So now we'll get into, we'll think about what two stage least squares is, and

why it might work.

So, two stage least squares is a method for

estimating a causal effect in an instrumental variables setting.

So first, we'll assume that Z is a valid instrumental variable, so

it affects treatment and the exclusion restriction is met.

And so, what is stage 1?

So, two stage least squares is well named, because there's two stages.

So stage 1, what we'll do is we'll regress the treatment received, A, and

the instrumental variable, Z.

And so here, our error term is seems to be independent,

means 0 constant variance.

And we randomize Z, or we've assume Z is randomized.

It's an instrument we've assumed it's randomized.

So, because of that Z and the error term should be independent.

So we have what looks like a standard kind of linear model.

So Z related to A.

And then we can obtain a prediction.

So we can estimate these two parameters, we have two parameters, alpha 0 and

alpha 1.

We can estimate those using least squares.

And we'll call that alpha-hat, alpha-zero-hat and

alpha-one-hat, and then we could obtain a predicted value of A for each person.

So we'll call that A-hat.

So A-hat i is a predicted value of treatment for subject i.

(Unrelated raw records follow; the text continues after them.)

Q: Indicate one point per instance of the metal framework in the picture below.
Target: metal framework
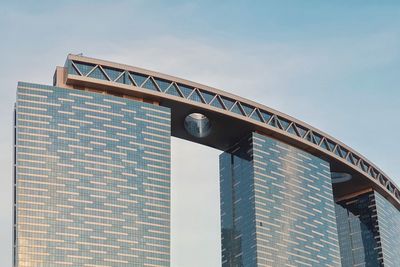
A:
(172, 86)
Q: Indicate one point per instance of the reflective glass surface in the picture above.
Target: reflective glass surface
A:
(277, 206)
(92, 179)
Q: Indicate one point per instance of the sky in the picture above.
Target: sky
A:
(332, 64)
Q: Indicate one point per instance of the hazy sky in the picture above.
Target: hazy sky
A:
(335, 65)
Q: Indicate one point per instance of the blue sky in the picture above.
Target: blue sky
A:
(335, 65)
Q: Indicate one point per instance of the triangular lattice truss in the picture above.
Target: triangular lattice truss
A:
(204, 96)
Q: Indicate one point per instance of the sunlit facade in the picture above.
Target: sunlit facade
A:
(277, 206)
(92, 181)
(92, 176)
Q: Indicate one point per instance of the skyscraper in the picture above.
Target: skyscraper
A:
(92, 176)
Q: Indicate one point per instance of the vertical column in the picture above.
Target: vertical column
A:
(281, 204)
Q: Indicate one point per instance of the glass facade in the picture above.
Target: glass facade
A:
(369, 231)
(277, 206)
(92, 179)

And that can be just written as alpha 0 hat plus Zi times alpha 1 hat,

so Zi is the value of Z for person i.

So in other words,

what we're doing here is we're getting a predicted value of A given Z.

So for person i for example, to have a particular value of Z.

And then what we're recording this A hat is what we would predict

based only under Z, as what their treatment would be, right?

So this isn't treatment received, this is just based on their instrument,

based on the value of the instrument.

What do we think, what really did we think they would get?

So that's what A-hat is.

So this is in stage one, as you just carry out a standard regression,

a standardly squares, then you can just get a predicted value of the outcome.

The outcome here is treatment received.

So if the stage one is very standard, you can just use regression software and

get a predicted value for each person.